Protest, like marriage, means re-imagining relations to self and other. The Taksim Square Book Club – in which demonstrators in Istanbul stood silently and read books – used reflection as a riposte to state brutality. The ethical imagination is at the root of this.
What makes love and politics go together? During the 2011 protests in Egypt, a couple got married in Tahrir Square. In June this year, two teachers held their nuptials in Taksim Square during protests against the Turkish government. And last month, two protestors who fell in love in the course of their involvement in the protests turned up with a thousand guests to celebrate their wedding in the same square and were dispersed by anti-riot police using water cannons and tear gas. ‘Long live the resistance, long live love’.
From an anthropological point of view, these marriages – by no means unique – tell us something of interest about contemporary politics. Protest, like marriage, implies a resetting of horizons, the possible start of something new. It is through these attachments to others that we remake ourselves. The passion, commitment and emotion expressed by protestors from Zuccotti Park to Taksim Square – and well beyond – are linked to profound feelings of hope and aspiration: the desire to make the world anew.

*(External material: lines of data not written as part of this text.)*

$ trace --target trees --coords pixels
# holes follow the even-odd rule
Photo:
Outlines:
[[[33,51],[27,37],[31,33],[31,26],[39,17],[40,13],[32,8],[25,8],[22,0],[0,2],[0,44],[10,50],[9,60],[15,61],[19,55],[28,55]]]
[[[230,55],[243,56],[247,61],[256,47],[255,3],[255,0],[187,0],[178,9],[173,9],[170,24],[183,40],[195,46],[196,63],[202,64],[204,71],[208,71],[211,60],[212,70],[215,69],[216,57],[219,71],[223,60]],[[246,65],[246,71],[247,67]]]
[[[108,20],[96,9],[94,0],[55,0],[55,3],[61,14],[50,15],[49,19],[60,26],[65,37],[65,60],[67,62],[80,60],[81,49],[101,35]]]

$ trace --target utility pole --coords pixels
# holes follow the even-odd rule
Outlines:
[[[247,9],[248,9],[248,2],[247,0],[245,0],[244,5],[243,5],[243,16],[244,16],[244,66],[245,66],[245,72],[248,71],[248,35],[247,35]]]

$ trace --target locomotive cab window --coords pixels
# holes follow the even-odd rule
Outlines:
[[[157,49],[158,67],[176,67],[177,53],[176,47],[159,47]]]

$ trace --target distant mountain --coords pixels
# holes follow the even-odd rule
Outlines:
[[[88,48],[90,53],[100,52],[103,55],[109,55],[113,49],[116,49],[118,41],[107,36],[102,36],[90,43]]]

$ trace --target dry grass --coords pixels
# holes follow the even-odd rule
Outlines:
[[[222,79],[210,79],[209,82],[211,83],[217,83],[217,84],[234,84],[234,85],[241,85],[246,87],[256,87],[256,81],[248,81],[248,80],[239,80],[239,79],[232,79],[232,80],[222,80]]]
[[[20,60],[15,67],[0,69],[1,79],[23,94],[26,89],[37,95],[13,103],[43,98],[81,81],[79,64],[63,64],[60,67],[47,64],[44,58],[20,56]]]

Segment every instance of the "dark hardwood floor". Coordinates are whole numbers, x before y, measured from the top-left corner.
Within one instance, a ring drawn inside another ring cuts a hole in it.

It is impossible to explain social and political transformations without linking them to personal hopes and aspirations. Politics, like love, involves an attachment to others. The I makes no sense without the you, nor the self without the other. Without a sense of others – and of our difference from them – we have no sense of self, because the not-me is a constitutive element of self. We intuitively understand this in our family relations where we often struggle to make sense of who we are, of what makes us unique or truly ourselves. We may identify with our parents, love and admire them, but we don’t necessarily want to be them or even be like them.
Paradoxically, our sense of self rests in large part on understanding who we are not. If we did not have the means and the capacity to imagine relations with others both by identifying with them and by differentiating ourselves from them, we would not and could not be a self.
Consequently, we live our lives in relation to others, both those who are our intimates and those who are very far away from us and whom we may never meet. I may make myself in relation to my family, but I may also do so in relation to issues of social injustice, political causes and structural wrongs such as poverty where I engage with how these things impact on other people’s lives. I term this human capacity the ethical imagination.